Scherer: Die insgesamt 28 barrierefreien Wohnungen sind zwischen 42 und 86 Quadratmeter groß. Herzstück des neun Millionen Euro teuren Projekts ist der Gemeinschaftsraum, in der sich die Bewohner treffen und austauschen können.
Wie wird das dazugehörige Kinderhaus angenommen?
Scherer: Das Ellinor-Holland-Kinderhaus ist seit September in Betrieb. Hier finden insgesamt 72 Kinder in zwei Krippengruppen sowie je einer Kindergarten- und Hortgruppe ausreichend Platz zum Spielen und Lernen. Sowohl die jungen Bewohner des Ellinor-Holland-Hauses als auch Nachbarskinder fühlen sich im Kinderhaus rundum wohl.
Als dritte Säule ging ein Tante-Emma-Laden in Betrieb. Was erwartet den Besucher dort?
Scherer: Zum einen deckt der Tante-Emma-Laden in der Otto-Lindenmeyer-Straße 45 die Nahversorgung optimal ab. Das angeschlossene Café mit seinen 25 Sitzplätzen und einer Freifläche für die Sommermonate soll zu einem beliebten Treffpunkt des Textilviertels werden. Zum anderen bietet das Ladengeschäft Qualifizierungsmöglichkeiten für Menschen, die auf dem ersten Arbeitsmarkt nicht unterkommen.
Wie wurde das Projekt finanziert?
Scherer: Wir haben Zuschüsse wie beispielsweise von der Landesstiftung bei der Errichtung des Wohnhauses sowie vom Freistaat, der Stadt Augsburg und der Aktion Mensch für die Kindertagesstätte bekommen. Den Löwenanteil aber mussten wir selbst stemmen. Teils mithilfe von Rücklagen, teils durch Förderer und Spender. Ohne sie wäre ein solches Projekt nicht realisierbar. Allen Geldgebern gilt – auch im Namen aller Kuratoriumsmitglieder – ein herzliches Dankeschön.
Wird sich die Arbeit der Kartei der Not mit dem Ellinor-Holland-Haus verändern?
Scherer: Ja und nein! Selbstverständlich bleibt trotz dieses Großprojekts der Schwerpunkt der Stiftung unstrittig: die Einzelfallhilfe. Wir werden auch in Zukunft Menschen aus unserer Region, die unverschuldet in Not geraten sind, unbürokratisch und schnell helfen. Nur haben wir künftig zusätzlich die Möglichkeit, einige Fälle über die akut notwendige Hilfe hinaus zu begleiten.
Welche Hilfsbedürftigen können sich an die Kartei der Not wenden?

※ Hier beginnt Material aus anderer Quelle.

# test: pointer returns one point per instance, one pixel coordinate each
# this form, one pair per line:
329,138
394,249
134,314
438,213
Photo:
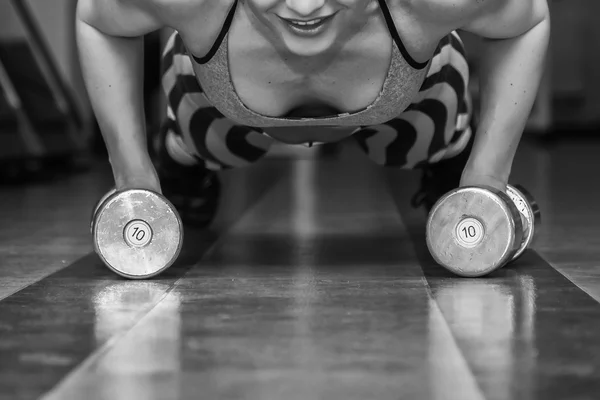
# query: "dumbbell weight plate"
137,233
473,231
530,211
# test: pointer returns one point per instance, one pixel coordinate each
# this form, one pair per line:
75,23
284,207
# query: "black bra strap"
394,32
217,44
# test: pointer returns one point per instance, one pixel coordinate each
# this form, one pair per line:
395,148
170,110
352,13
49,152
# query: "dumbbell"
473,231
137,233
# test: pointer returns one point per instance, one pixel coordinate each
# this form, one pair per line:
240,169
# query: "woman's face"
311,27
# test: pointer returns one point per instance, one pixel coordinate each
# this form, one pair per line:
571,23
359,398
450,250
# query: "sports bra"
403,81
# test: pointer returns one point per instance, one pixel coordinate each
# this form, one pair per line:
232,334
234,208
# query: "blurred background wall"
568,103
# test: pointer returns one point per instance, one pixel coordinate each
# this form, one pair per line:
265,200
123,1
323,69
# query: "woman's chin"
307,47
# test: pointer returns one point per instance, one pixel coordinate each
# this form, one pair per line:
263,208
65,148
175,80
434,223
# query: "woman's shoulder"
452,14
179,11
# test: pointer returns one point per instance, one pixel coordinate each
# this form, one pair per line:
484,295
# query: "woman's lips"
308,28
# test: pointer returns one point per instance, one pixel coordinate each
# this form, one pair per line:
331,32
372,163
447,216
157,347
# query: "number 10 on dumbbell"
137,233
473,231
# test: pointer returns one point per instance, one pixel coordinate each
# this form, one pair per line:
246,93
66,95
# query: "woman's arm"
517,34
109,37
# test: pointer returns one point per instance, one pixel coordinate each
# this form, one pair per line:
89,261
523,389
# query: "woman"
242,74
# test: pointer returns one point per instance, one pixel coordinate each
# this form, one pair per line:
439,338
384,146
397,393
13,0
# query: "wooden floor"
314,283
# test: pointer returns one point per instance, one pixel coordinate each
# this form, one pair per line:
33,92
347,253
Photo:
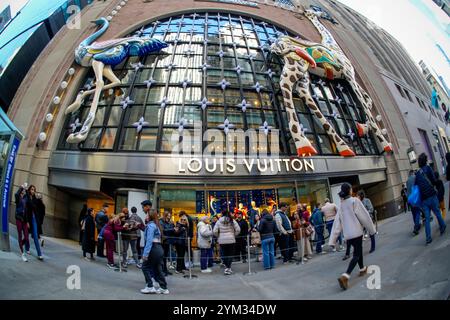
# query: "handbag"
256,238
414,198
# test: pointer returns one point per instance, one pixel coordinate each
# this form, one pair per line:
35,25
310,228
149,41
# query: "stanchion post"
190,276
248,257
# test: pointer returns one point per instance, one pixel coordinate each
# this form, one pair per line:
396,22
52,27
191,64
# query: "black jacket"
267,227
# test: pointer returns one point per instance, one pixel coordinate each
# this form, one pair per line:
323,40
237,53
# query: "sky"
417,24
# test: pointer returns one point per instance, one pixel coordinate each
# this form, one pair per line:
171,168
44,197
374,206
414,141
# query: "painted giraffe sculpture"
326,60
102,56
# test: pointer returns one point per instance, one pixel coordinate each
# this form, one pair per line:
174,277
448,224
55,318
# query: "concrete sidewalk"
409,270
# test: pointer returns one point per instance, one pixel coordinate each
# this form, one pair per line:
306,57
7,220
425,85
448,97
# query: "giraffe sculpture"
102,56
326,60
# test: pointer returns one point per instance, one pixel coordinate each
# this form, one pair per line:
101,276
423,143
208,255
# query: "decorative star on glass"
126,102
226,126
137,66
181,125
258,87
265,127
140,124
244,105
185,83
164,102
350,134
205,103
205,67
224,84
75,125
149,82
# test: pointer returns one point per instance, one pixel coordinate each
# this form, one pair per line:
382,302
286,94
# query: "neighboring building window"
232,41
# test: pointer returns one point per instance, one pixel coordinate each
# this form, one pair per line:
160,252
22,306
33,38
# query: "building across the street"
218,118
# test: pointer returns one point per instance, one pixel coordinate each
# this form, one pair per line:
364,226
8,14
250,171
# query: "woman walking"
22,222
31,211
266,230
351,219
153,256
181,232
204,242
226,230
88,241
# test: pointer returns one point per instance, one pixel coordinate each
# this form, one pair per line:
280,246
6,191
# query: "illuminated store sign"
270,166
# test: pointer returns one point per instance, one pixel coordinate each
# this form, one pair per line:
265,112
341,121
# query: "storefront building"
201,125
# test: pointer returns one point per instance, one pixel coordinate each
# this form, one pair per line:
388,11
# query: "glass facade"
219,58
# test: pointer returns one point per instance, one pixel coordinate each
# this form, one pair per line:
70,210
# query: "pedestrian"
226,230
40,215
352,217
168,238
181,233
317,222
22,222
204,242
329,210
153,254
130,236
241,239
404,195
101,219
440,193
426,182
266,230
256,236
369,207
88,241
415,211
81,217
110,235
285,228
31,211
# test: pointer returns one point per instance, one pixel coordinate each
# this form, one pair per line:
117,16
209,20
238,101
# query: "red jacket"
111,230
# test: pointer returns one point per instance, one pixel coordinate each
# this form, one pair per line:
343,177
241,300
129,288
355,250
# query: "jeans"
152,267
125,244
268,248
36,236
227,251
356,243
432,204
22,230
416,218
329,225
284,246
319,237
206,258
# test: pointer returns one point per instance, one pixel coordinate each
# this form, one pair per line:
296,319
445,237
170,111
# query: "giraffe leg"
343,149
83,133
370,123
302,144
109,74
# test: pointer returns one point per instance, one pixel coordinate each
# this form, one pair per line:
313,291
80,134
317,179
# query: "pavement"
408,270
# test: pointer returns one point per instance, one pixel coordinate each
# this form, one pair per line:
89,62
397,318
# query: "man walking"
101,219
285,228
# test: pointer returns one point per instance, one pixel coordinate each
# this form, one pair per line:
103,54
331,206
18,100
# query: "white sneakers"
208,270
152,290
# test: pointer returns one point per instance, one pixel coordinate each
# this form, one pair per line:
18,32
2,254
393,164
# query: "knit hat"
345,190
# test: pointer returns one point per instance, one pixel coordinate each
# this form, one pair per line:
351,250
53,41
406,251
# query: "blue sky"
418,24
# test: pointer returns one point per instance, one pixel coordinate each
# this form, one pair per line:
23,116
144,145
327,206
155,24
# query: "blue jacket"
427,190
151,232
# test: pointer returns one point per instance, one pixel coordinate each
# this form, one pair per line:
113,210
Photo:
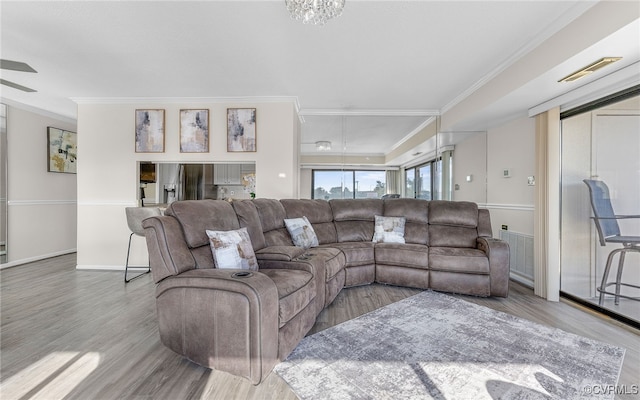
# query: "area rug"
436,346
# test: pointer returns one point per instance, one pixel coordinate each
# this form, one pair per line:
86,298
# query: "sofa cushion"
388,229
402,255
416,214
357,253
279,253
471,261
196,216
232,249
334,260
249,218
301,232
355,209
452,236
296,289
319,214
272,216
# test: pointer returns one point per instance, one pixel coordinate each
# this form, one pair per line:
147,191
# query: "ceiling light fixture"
323,146
603,62
316,12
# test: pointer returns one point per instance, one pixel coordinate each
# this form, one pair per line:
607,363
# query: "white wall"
511,146
42,205
107,170
470,159
485,156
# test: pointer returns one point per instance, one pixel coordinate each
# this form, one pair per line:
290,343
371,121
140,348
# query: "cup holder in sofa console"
242,274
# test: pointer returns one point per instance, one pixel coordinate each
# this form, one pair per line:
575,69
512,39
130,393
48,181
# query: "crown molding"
536,40
420,127
614,82
49,114
368,112
178,100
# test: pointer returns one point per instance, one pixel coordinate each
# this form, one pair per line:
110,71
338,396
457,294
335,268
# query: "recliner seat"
245,323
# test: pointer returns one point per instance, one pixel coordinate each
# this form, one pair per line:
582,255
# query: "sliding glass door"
601,144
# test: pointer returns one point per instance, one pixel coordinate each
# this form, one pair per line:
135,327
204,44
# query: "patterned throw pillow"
389,229
301,232
232,249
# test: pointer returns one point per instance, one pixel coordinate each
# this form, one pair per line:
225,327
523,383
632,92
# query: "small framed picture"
149,131
241,129
62,150
194,131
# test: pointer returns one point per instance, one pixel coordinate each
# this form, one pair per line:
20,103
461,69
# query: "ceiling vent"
593,67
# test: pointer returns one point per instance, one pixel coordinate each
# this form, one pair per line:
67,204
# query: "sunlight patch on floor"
52,377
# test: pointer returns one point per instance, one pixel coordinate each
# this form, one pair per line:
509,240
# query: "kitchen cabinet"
227,174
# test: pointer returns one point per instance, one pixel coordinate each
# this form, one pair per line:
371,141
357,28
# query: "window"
348,184
426,181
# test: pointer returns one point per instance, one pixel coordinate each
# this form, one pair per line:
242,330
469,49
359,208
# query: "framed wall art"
62,150
194,131
149,131
241,129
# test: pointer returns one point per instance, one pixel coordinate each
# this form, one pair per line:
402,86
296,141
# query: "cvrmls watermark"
611,389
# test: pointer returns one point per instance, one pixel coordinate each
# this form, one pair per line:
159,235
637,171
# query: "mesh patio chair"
135,216
606,222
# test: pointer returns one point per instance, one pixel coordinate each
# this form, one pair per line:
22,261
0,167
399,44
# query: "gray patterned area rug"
435,346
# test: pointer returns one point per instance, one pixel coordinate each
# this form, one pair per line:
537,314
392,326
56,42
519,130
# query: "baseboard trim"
110,267
16,263
521,279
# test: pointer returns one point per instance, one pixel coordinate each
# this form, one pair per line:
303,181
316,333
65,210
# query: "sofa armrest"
220,320
279,253
168,251
498,253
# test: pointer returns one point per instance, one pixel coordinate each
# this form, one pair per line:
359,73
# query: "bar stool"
135,216
609,232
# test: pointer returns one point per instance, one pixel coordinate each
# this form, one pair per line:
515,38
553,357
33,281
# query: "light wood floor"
86,335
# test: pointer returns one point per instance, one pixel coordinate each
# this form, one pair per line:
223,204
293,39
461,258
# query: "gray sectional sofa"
244,322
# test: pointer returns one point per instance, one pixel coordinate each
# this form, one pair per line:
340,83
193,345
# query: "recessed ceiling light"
323,145
603,62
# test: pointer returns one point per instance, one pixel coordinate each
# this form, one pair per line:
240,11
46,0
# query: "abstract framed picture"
62,150
241,129
194,131
149,131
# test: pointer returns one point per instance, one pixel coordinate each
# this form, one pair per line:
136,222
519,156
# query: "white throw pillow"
389,230
232,249
301,232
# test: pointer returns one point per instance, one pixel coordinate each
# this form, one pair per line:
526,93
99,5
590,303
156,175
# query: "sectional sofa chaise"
244,320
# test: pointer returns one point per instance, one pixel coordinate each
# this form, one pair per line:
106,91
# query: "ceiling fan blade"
16,66
16,86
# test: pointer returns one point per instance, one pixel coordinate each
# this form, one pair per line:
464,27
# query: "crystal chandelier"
316,12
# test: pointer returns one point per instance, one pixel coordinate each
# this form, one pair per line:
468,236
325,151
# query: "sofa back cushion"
453,223
272,215
196,216
354,218
416,214
319,214
249,218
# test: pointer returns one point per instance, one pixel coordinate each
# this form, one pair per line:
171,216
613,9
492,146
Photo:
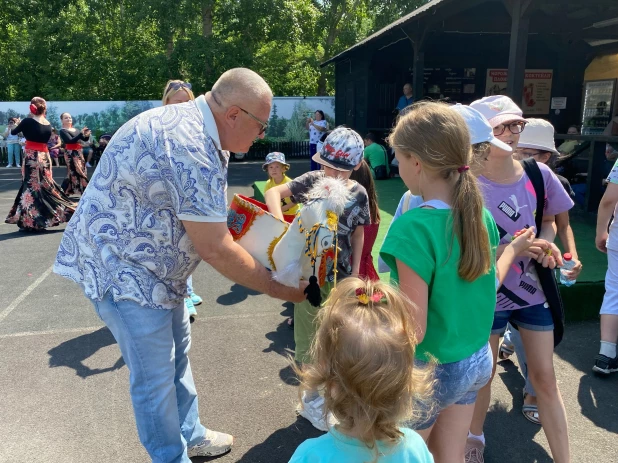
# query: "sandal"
531,412
505,351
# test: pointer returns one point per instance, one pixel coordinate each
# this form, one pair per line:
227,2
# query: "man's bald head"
240,102
239,85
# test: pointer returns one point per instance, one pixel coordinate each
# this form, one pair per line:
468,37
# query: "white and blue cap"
275,156
479,128
342,150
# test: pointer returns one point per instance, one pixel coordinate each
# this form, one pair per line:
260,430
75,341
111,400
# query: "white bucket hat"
479,128
498,109
539,135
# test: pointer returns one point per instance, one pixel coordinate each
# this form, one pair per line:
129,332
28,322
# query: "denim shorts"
456,383
535,318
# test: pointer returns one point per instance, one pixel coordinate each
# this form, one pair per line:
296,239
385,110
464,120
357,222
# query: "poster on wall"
537,88
457,84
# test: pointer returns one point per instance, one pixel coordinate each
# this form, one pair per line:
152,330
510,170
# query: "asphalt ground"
64,386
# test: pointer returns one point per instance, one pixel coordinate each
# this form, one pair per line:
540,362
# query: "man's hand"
536,250
575,271
215,245
551,258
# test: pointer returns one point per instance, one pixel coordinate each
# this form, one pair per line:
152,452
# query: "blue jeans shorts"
457,383
535,318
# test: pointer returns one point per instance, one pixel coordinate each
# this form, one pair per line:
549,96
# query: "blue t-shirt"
335,447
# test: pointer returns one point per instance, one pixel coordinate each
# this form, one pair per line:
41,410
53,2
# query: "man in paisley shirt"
155,208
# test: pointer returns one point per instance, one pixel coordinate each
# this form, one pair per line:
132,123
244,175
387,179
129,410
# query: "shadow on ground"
280,445
74,352
504,425
282,339
237,294
597,393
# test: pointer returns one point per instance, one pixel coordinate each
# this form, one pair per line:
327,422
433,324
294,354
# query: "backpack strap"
536,178
406,201
385,156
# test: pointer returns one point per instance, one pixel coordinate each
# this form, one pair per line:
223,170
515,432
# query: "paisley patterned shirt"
126,237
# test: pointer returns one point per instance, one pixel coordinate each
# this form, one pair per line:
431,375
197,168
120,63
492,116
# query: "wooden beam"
518,49
417,39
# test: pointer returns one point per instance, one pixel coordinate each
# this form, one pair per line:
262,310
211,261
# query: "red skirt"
367,270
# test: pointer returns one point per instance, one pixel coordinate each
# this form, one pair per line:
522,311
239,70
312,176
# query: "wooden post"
416,36
596,162
520,23
418,70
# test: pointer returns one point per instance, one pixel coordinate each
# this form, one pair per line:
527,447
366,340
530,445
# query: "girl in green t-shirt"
443,258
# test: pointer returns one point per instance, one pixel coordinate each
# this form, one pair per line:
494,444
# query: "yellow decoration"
270,250
331,220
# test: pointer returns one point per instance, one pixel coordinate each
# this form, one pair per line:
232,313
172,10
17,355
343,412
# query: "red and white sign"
537,88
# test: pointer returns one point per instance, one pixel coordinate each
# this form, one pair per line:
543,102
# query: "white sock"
480,438
608,349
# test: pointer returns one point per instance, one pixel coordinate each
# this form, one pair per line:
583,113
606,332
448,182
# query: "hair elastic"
364,298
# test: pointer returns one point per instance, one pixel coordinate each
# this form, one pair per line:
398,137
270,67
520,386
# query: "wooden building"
531,50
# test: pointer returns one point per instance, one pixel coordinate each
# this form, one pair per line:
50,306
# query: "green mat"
581,301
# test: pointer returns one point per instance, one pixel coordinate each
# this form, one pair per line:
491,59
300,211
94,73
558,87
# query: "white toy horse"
310,243
306,247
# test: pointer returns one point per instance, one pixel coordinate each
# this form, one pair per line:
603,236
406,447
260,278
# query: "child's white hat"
275,156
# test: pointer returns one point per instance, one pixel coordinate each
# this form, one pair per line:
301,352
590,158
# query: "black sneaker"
605,365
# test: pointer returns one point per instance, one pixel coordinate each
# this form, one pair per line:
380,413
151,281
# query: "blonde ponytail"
469,226
438,136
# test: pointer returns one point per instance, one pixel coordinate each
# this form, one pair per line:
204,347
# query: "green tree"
295,129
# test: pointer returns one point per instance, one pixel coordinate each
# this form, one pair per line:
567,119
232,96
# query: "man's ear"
231,116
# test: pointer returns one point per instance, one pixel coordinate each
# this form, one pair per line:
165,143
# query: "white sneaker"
215,443
313,411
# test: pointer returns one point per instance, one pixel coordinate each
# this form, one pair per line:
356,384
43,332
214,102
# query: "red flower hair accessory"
364,298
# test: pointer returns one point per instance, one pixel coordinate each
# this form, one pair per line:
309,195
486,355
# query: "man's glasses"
263,124
514,127
179,85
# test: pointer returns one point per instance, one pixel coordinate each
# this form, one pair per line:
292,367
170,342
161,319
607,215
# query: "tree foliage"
128,49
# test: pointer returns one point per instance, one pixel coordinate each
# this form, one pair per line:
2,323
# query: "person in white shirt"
157,207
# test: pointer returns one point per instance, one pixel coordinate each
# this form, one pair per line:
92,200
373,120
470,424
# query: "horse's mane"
329,193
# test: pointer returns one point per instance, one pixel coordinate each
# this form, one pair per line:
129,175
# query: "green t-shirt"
375,155
459,313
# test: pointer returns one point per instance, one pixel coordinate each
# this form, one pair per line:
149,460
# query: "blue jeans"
457,383
154,344
14,150
512,336
190,284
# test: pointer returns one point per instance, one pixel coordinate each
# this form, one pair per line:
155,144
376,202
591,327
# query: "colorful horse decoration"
306,248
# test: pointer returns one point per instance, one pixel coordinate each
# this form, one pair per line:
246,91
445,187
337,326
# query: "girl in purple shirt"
510,197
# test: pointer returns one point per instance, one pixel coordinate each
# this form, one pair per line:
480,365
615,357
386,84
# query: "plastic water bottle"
569,263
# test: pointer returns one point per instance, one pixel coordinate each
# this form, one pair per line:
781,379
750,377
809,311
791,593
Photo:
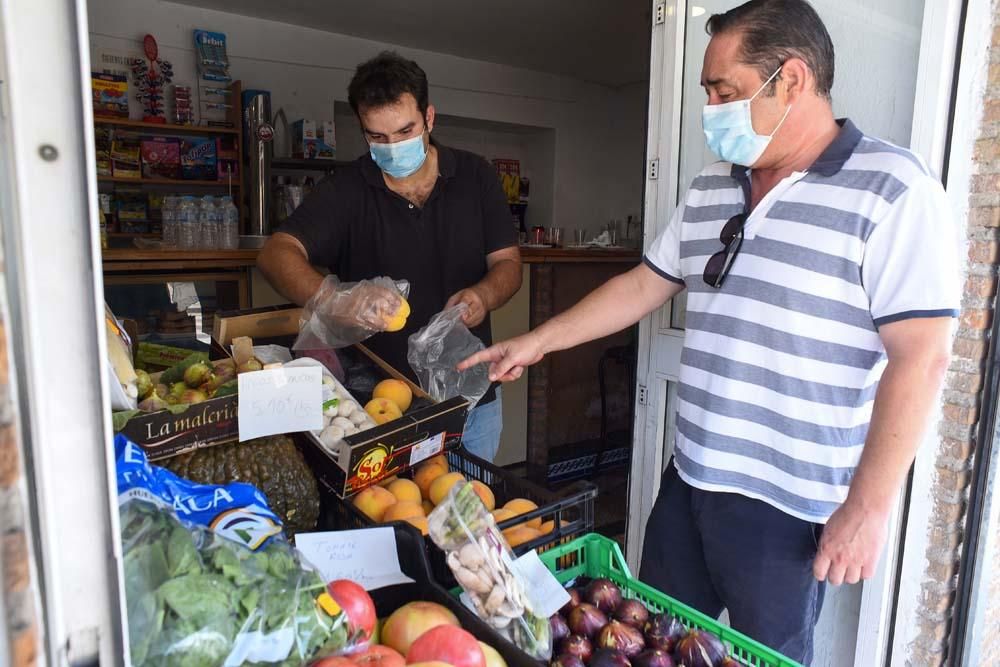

Scherer: Das sind Bürger, die auf der Schattenseite des Lebens stehen, unabhängig von Nationalität und Bevölkerungsschicht. Menschen, die seit mindestens einem Jahr in unserer Region leben und durch eine schwere Krankheit, einen Unfall, eine Behinderung oder durch einen Schicksalsschlag aus der Bahn geworfen wurden. Es gibt Senioren, deren winzige Rente nicht einmal für die Heizkosten reicht. Von ihren Männern verlassene Mütter, die sich allein um ihre kleinen Kinder kümmern müssen. Wir geben Geburtstagsbeihilfen, um Kindern, deren Eltern sich keine Feier leisten können, Glücksmomente zu bereiten. All diese Mitmenschen brauchen unsere Hilfe. Doch der Staat zieht sich aus vielen Bereichen zurück. Auch die Krankenkassen bezahlen nur noch das Allernötigste. Ohne privates Engagement geht es nicht. Alle Spenden gehen seit jeher ohne jeden Abzug von Verwaltungskosten direkt an die Bedürftigen.